Iraq is making "fragile but reversible" progress on security, but it's too early to set dates to pull out all U.S. troops, the top U.S. military commander in Iraq told Congress on Tuesday.
Gen. David Petraeus said the number of troops should return to "pre-surge" levels this summer, but the military should gauge conditions before making further decisions.
After the 20,000 troops sent during last year's surge are withdrawn, by July, the military should wait 45 days before deciding on more reductions, Petraeus told the Senate Armed Services Committee.
"This approach does not allow establishment of a set withdrawal timetable," he said. "However, it does provide the flexibility those of us on the ground need to preserve the still fragile security gains our troopers have fought so hard and sacrificed so much to achieve."
There has been "significant but uneven progress," Petraeus said, adding that recent violence shows the progress is "fragile but reversible."

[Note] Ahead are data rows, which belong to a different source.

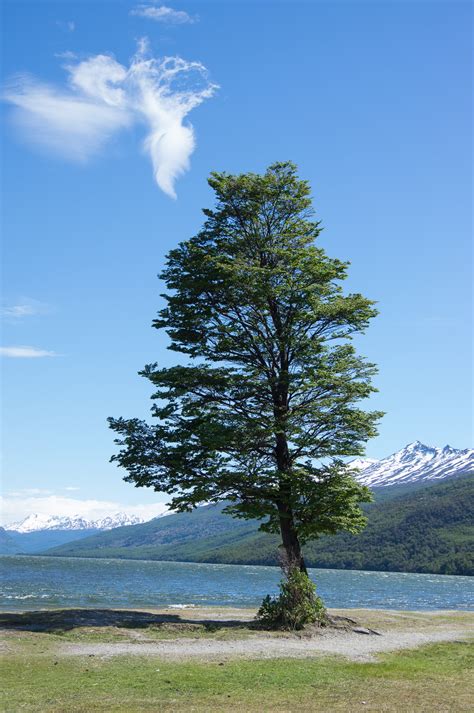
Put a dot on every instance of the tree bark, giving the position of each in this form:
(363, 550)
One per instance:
(290, 540)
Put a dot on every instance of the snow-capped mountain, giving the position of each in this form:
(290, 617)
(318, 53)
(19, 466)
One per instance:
(36, 522)
(414, 463)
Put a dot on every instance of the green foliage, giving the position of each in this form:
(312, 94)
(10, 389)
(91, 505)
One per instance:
(266, 404)
(296, 606)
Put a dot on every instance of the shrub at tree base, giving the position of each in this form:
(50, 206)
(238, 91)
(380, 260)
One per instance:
(295, 607)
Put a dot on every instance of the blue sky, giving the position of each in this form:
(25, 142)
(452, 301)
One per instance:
(371, 100)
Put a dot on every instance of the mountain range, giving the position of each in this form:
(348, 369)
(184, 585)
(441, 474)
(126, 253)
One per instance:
(419, 522)
(415, 463)
(35, 522)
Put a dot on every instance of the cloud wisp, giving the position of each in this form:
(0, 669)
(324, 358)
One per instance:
(103, 97)
(164, 14)
(25, 353)
(25, 307)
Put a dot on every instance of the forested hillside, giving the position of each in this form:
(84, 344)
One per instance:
(428, 529)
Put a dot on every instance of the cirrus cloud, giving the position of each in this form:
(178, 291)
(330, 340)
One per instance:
(25, 352)
(103, 97)
(162, 13)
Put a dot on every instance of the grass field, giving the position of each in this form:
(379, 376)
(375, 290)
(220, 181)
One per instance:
(37, 678)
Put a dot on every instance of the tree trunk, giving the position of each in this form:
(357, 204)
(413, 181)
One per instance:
(290, 540)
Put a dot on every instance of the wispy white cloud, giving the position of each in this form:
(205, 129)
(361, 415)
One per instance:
(162, 13)
(25, 307)
(104, 96)
(66, 25)
(25, 352)
(17, 506)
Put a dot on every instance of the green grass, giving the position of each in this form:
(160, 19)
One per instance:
(435, 678)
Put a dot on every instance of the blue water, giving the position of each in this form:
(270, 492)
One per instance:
(48, 582)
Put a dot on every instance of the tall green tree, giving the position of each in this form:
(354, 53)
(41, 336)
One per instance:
(265, 406)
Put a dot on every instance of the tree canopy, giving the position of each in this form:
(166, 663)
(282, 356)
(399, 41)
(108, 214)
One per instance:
(265, 407)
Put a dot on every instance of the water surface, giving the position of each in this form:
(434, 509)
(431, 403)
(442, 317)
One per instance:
(48, 582)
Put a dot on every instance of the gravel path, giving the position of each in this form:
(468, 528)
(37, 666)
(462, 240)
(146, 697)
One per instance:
(352, 645)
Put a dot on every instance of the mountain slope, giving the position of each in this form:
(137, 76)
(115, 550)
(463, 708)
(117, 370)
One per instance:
(35, 523)
(427, 530)
(37, 541)
(413, 464)
(8, 546)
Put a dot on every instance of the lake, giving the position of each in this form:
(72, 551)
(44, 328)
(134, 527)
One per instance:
(48, 582)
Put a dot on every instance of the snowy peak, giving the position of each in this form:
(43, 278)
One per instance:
(415, 463)
(36, 522)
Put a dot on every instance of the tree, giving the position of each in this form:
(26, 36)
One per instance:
(264, 409)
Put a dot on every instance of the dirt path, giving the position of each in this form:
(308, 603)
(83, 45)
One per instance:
(352, 645)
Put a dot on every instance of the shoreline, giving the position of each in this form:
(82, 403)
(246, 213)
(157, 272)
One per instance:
(211, 633)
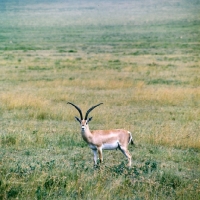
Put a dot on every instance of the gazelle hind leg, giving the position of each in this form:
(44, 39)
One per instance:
(95, 157)
(126, 153)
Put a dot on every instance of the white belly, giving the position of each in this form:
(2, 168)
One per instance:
(110, 146)
(106, 146)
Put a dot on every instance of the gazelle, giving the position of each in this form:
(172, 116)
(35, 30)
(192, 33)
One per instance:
(103, 139)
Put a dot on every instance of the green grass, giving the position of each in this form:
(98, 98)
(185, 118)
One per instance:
(140, 58)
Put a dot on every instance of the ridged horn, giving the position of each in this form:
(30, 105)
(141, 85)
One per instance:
(79, 110)
(87, 113)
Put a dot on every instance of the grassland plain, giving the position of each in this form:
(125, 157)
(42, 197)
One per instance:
(140, 58)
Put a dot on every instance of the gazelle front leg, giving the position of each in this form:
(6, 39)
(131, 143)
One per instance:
(100, 154)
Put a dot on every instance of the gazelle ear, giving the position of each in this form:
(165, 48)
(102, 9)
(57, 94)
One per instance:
(78, 119)
(90, 119)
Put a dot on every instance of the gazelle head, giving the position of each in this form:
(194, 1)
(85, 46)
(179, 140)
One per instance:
(84, 122)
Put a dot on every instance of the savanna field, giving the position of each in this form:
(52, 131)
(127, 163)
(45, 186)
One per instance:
(140, 58)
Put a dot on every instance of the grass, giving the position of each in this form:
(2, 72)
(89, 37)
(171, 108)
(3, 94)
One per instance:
(144, 68)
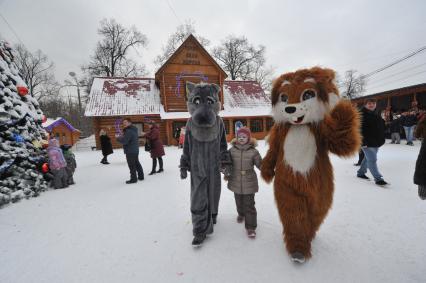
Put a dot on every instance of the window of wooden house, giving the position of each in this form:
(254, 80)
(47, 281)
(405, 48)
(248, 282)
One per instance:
(269, 123)
(176, 126)
(139, 126)
(256, 125)
(226, 123)
(237, 121)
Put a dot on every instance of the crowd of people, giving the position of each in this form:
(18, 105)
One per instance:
(373, 130)
(130, 141)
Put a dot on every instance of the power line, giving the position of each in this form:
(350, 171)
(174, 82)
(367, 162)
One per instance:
(394, 63)
(13, 31)
(396, 74)
(370, 59)
(402, 79)
(173, 10)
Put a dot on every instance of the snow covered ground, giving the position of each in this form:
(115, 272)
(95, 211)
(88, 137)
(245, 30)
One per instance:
(101, 230)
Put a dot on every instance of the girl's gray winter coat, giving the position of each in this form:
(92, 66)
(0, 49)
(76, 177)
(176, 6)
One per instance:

"The situation in certain areas is still unsatisfactory and innumerable challenges remain," he said.
Petraeus said the surge of U.S. troops last year and the incorporation of Iraqi citizens' security groups have yielded results. Both efforts have helped reduce "the areas where al Qaeda enjoys support."
"Iraq has also conducted a surge, adding well over 100,000 additional soldiers and police to the ranks of its security forces in 2007 and slowly increasing its capability to deploy and employ these forces," Petraeus said.
Recent military operations in the southern city of Basra demonstrate that Iraqi forces can do things today that would have been impossible a year ago, the general said.